Famed for its world-class ski resort and the fashionable town of Ketchum (famously the former home of Ernest Hemingway), Sun Valley offers a luxe environment for groups who may crave a new high-end experience option for an incentive or executive retreat.
“There’s a lot of mountain destinations you can take advantage of, such as Jackson [Wyoming] or Vail [Colorado], but what’s unique about this place is we have access to all of these outdoors amenities winter and summer but it’s off the beaten path—we’re not off the interstate or next to a major metropolitan area,” said Ray Gadd, director of marketing and public relations for Visit Sun Valley. “What makes this place special is the people and culture here. There’s a lot of affluence, but people come here because they feel they can fit in, they don’t come here to show off their wealth.

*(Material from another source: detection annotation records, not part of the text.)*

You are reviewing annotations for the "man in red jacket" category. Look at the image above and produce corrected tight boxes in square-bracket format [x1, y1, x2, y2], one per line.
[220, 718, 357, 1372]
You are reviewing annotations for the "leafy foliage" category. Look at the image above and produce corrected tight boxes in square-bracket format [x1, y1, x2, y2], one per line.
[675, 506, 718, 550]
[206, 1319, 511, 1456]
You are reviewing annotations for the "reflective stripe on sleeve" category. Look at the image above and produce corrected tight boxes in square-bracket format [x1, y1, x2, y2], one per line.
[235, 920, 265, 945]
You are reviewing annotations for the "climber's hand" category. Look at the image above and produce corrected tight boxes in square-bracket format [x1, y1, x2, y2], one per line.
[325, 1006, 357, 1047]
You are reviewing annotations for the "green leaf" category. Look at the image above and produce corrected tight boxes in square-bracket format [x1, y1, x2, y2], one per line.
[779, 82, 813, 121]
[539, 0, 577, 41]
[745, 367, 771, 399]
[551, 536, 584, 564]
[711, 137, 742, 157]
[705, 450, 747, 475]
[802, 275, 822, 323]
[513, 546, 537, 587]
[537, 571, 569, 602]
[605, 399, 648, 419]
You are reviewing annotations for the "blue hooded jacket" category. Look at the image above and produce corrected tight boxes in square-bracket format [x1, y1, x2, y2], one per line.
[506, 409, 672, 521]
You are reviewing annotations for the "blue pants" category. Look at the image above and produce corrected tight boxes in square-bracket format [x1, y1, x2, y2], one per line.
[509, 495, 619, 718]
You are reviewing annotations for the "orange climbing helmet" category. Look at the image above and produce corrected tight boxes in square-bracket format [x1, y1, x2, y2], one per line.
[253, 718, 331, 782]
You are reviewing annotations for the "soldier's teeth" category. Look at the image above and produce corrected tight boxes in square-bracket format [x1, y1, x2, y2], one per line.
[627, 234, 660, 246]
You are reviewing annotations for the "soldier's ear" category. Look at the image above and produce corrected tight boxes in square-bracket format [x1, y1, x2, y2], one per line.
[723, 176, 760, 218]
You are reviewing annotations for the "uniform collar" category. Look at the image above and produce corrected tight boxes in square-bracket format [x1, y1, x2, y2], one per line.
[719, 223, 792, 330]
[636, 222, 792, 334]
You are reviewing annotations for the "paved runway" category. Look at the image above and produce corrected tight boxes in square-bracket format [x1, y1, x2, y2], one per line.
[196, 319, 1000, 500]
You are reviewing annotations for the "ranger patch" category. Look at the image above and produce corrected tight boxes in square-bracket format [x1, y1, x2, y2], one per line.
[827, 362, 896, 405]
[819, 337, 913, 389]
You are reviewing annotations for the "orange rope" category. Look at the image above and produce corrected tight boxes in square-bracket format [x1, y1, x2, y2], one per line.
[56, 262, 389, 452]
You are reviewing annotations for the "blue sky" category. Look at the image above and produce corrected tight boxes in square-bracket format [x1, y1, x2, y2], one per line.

They’re appreciative to be in an opportunity to just be in such a cool place.”
The latest major news on the Sun Valley meetings and events scene is the Argryos Performing Arts Center, a privately funded, $14 million venue that opened three years ago and which the Sun Valley Film Festival uses as its primary screening facility.
“There’s a huge donor base in the community—a lot of wealth that comes here—and being able to have big-city programming has always been in demand throughout the year,” Gadd said, adding that Argryos has retractable seating that provides flexibility for events and a state-of-the-art AV system that is ideal for screenings and concerts. “We didn’t have any facilities that could accommodate big ticket entertainment in the winter, so having a year-round facility that could handle that was a big component of that.”
Gadd said groups having events at Argryos can stay in the 99-room Limelight Hotel Ketchum, located across the street from the performing arts center, and offer programming in each venue.
The largest meetings property in destination is Sun Valley Resort—really a village unto itself—which is comprised of Sun Valley Lodge and Sun Valley Inn, and features conference facilities, an opera house, restaurants, shopping and more.
Gadd said that two more hotel properties are slated to begin construction soon but no information about meeting space was available at publication time.
Like other Idaho destinations, outdoors activities get top billing in Sun Valley, whether skiing in winter or fly-fishing, hiking or mountain biking from spring into fall.
Being far from major metropolitan areas also means Sun Valley is prime for stargazing, having received Central Idaho Dark Sky Reserve status six years ago.
“Remind people to look up at night when they’re walking back to their hotel rooms,” Gadd advised.